Book Six: We get to watch Teenage Gryffindor Dating Games and Flashbacks of Tommy Riddle's School Days while the emotionally gripping stories are happening off-stage to Draco and to Severus.
Book Seven: Harry goes camping in the woods (for months!) and and obsesses over a brand new set of gimmicks we've never heard of before, while the actual war is being fought off-stage by Neville and by Severus at Hogwarts. Snape turns out to be a good guy, but only because he loved a Pure and Noble Gryffindor Woman (who treated him like dirt), and Voldemort dies because he didn't have enough sense to drop a piano on Harry's head instead of using the same spell that has never worked on the kid yet.
I feel like this is an overreaction to Deathly Hallows. Calling Lily's relationship to Snape as if she treated him like dirt is a bad faith argument with the context that they were best friends before they were accepted to Hogwarts and continued to be for 5-6 years, she even defended him from bullies on his behalf. It's only because of Snape's personal issues (exacerbated by his unhealthy home and social life) that attracted him to the Dark Arts and Death Eater ideology (as long as you belief, you belong and have community). Lily and Snape's relationship snapped into disrepair when he called her "mudblood," at first glance it seems like an overreaction on her part, but greater context reveals it was a growing problem until calling his best friend a wizard slur became the final straw (it would be like someone who is Jewish watching their best friend attracted to Neo-Nazi ideology and is helpless to do anything about it).
"But she married her best friend's bully!"
Well, even Harry was shocked to find out his dad was an asshole when he was his age. But Sirius and Lupin told him, now that they can look back from an adult's perspective, that he's right, the Marauders were assholes when they teens (which is a universal truth with most teenagers). But James grew up, as all children do; they mature. It probably began when he learned Sirius was leading Snape to Wolf-form Lupin, and realized it was joke that had gone to far and saved Snape before the latter got killed or injured and stricken with lycanthropy. And his straightening out, becoming better, foils Snape as he got worse with age. If things were different, maybe Lily and Snape's relationship could've blossomed into something more, but sometimes, some mistakes can really cost you.

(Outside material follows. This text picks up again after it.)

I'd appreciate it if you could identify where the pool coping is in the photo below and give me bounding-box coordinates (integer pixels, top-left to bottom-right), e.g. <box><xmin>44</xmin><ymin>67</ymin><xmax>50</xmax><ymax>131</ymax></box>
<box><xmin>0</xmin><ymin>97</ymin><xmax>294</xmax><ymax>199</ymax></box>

As for Voldemort's death, it was kind of the point his ego was his downfall. He knew he was the smartest wizard of his age, but didn't count on the idea of others guessing his plans or being assured in his own power which was why he insisted on being the one to kill Harry or using Avada Kedavra (it's also implied that this is Voldy's idea of being "Master of Death" since most serial killers are fascinated with the concept of having the power to take life and be death). Strip him of all his mystique and fury and Voldemort's essentially an edgelord bullying teenager given power without knowing restraint.